The four collegiate programs synonymous with the men’s 800 free relay are Michigan, Texas, Florida, and Virginia. Of the 32 NCAA Championships in this race since 1980, those four programs have won 24 (including 2012 champions Texas). Virginia has never won the NCAA title, but has taken 13 out of the last 14 ACC Championships in the race. What’s more interesting is that none of these programs are the typical West Coast powers; with 200 freestyles instead preferring to be East of the Rockies.
When lo0king through the psych sheet for the men’s 200 free, stunningly the top 17 swimmers have trained with one of those college programs.

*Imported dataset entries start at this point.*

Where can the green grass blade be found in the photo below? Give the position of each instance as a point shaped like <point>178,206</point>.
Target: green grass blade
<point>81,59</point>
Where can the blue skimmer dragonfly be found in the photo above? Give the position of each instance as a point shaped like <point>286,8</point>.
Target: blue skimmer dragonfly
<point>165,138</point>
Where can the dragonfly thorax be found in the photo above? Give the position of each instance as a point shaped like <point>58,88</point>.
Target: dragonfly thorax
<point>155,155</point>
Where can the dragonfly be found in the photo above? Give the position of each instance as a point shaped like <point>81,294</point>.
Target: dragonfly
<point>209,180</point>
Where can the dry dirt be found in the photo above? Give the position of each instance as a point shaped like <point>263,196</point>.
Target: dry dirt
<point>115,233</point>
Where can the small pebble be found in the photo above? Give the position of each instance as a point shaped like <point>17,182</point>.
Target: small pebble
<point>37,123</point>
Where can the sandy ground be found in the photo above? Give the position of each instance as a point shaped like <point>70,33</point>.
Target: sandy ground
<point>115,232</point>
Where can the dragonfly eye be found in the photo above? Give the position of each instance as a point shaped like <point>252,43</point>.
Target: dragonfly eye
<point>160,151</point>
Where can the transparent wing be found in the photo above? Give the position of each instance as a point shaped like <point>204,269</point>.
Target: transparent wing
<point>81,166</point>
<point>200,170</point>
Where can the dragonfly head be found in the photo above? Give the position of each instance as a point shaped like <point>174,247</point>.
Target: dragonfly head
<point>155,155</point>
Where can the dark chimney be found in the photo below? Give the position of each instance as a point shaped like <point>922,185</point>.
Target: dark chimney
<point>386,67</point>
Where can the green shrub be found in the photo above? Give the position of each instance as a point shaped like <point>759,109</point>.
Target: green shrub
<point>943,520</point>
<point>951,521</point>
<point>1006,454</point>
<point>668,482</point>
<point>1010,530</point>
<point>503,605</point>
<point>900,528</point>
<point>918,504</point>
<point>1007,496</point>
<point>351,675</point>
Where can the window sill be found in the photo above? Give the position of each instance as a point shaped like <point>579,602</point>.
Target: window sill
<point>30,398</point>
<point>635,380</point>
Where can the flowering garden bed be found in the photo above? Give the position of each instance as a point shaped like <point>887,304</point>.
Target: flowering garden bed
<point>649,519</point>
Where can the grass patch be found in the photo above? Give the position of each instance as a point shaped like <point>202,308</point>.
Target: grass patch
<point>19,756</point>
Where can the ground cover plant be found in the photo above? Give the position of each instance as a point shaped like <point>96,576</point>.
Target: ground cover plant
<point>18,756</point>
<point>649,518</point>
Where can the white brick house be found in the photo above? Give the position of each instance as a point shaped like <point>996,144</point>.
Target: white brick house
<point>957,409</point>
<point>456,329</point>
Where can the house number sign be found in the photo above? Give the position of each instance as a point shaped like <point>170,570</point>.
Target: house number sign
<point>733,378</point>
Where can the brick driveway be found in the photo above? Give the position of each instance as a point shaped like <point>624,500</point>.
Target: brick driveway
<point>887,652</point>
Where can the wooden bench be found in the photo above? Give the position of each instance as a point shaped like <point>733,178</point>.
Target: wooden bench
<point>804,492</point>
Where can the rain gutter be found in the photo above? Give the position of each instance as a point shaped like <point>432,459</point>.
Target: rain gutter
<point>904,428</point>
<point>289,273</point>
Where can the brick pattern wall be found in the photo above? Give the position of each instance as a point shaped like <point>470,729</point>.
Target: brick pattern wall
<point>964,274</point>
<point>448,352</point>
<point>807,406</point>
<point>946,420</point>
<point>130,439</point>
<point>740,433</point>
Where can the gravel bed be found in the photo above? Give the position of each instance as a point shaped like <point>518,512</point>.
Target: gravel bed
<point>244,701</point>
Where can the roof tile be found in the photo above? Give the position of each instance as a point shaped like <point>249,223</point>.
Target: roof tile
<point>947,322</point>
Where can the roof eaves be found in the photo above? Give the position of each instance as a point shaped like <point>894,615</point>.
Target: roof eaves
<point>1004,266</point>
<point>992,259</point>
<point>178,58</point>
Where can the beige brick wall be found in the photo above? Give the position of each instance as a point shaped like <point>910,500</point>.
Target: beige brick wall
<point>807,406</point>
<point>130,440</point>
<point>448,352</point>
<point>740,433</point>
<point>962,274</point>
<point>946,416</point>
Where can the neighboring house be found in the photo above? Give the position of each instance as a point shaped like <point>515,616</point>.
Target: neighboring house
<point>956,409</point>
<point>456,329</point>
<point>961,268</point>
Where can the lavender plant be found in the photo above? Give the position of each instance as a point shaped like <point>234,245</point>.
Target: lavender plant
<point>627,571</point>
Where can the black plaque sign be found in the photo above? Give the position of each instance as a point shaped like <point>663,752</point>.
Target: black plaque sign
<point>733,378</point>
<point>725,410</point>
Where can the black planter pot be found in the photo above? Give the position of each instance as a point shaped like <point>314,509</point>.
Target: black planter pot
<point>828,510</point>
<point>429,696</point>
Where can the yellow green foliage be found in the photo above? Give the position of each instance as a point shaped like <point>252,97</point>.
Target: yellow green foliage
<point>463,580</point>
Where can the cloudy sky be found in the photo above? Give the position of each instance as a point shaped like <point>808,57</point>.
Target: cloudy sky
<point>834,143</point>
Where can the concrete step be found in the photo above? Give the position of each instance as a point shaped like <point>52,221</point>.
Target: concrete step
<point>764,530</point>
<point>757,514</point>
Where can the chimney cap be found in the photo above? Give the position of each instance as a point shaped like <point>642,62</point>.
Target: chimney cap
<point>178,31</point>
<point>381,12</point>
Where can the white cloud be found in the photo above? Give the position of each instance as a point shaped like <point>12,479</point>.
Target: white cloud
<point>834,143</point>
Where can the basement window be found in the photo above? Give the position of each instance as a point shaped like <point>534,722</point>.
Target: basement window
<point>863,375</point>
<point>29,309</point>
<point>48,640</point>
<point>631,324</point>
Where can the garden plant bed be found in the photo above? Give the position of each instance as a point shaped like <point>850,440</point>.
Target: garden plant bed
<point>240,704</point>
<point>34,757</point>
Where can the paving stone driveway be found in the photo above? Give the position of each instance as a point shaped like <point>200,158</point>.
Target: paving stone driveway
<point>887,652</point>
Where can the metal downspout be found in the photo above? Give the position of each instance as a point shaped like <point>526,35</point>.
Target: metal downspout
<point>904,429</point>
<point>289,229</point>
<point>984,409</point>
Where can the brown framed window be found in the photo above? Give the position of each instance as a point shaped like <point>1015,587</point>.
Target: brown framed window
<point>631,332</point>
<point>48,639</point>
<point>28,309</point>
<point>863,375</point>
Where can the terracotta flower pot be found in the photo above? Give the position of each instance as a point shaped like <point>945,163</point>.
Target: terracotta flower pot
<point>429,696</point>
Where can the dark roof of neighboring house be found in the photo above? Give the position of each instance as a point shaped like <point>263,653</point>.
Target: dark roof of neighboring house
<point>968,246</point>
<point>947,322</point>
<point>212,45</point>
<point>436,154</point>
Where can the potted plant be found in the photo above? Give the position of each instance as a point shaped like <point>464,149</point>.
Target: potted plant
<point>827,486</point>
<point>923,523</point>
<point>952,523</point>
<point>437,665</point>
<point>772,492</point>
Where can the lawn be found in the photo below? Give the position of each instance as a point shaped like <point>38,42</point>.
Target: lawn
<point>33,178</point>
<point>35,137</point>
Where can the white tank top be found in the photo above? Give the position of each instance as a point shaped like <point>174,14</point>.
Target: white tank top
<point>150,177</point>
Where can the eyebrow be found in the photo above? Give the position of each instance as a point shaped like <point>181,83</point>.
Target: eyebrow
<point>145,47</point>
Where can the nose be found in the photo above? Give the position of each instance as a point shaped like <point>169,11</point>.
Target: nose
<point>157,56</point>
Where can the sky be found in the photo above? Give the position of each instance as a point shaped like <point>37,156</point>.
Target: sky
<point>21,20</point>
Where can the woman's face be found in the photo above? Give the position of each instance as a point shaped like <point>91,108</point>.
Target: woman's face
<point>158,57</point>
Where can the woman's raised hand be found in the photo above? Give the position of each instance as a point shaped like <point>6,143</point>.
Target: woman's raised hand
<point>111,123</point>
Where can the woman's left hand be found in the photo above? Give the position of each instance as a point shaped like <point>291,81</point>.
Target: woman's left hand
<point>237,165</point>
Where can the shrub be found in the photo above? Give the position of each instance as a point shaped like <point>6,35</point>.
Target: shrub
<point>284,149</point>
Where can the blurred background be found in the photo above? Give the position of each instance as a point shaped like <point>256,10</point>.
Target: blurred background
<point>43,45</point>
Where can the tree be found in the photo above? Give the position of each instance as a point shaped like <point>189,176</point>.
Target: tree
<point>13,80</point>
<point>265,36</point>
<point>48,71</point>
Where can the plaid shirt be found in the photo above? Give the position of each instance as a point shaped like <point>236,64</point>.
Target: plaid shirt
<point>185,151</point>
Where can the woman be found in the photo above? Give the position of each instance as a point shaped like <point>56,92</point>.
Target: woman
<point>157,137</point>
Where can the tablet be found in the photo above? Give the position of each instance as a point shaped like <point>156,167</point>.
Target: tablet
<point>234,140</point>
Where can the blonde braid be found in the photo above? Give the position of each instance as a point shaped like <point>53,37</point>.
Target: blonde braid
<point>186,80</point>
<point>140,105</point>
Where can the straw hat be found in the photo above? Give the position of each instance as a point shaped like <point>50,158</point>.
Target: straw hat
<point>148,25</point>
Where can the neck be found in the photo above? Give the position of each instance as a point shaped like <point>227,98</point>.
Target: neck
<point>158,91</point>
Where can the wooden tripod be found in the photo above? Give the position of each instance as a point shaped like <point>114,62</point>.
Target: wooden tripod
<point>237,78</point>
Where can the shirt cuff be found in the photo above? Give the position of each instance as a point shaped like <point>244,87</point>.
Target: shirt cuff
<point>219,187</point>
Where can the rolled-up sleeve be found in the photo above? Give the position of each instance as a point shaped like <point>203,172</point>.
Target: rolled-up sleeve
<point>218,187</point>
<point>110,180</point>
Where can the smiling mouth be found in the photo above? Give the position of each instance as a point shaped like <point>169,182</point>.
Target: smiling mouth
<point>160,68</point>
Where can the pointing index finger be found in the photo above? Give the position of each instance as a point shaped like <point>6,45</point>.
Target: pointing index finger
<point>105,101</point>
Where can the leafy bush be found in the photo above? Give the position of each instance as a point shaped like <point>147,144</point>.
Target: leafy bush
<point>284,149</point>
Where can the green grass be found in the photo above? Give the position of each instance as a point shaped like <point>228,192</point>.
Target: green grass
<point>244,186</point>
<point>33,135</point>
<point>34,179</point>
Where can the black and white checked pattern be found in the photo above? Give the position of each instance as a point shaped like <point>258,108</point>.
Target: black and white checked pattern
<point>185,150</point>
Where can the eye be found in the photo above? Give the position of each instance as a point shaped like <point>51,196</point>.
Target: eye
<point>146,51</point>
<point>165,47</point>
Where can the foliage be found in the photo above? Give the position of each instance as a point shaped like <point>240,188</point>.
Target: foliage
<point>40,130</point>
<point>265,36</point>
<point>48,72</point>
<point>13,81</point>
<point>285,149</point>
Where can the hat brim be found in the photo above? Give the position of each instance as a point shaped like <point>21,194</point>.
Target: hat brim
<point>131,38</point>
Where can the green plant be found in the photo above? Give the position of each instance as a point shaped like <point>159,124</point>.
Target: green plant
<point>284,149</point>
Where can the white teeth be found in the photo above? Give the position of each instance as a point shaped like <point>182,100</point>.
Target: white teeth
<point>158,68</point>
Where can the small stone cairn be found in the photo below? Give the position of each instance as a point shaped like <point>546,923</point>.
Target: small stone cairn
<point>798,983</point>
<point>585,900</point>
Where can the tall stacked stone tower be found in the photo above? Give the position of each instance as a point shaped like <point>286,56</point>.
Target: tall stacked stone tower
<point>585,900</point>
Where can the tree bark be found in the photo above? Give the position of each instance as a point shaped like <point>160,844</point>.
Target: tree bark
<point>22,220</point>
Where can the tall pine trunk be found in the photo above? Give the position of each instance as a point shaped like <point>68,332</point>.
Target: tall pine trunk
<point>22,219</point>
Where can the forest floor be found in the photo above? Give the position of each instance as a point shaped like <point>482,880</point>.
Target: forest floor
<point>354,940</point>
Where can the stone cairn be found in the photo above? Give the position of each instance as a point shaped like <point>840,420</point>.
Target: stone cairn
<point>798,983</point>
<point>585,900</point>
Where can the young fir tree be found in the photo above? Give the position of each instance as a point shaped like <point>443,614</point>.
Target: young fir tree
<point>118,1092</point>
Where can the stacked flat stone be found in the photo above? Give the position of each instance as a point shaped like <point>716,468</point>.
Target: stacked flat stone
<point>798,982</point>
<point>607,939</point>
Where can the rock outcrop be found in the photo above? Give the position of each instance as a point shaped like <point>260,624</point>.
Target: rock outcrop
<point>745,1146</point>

Lochte swam for Florida, Phelps trained at Michigan while Bowman was the coach there, Vanderkaay has trained with both Michigan and Florida. Ricky Berens is a Texas grad. McLean and Robison swam for Virginia.
In fact, if we extend it one team further to Arizona (who took the 2006, 2007, and 2008 NCAA titles, though with mostly international swimmers) the trend runs to 21 swimmers, including Nicholas Alexiou, the youngest high-school swimmer in the field who is committed to Virginia next season.
Adam Ritter, who swim for Arizona and was a part of two of those NCAA Championship relays, is the highest-seeded swimmer at 18th who swam for a program other than the four mentioned above.
That’s an incredible dominance by those teams.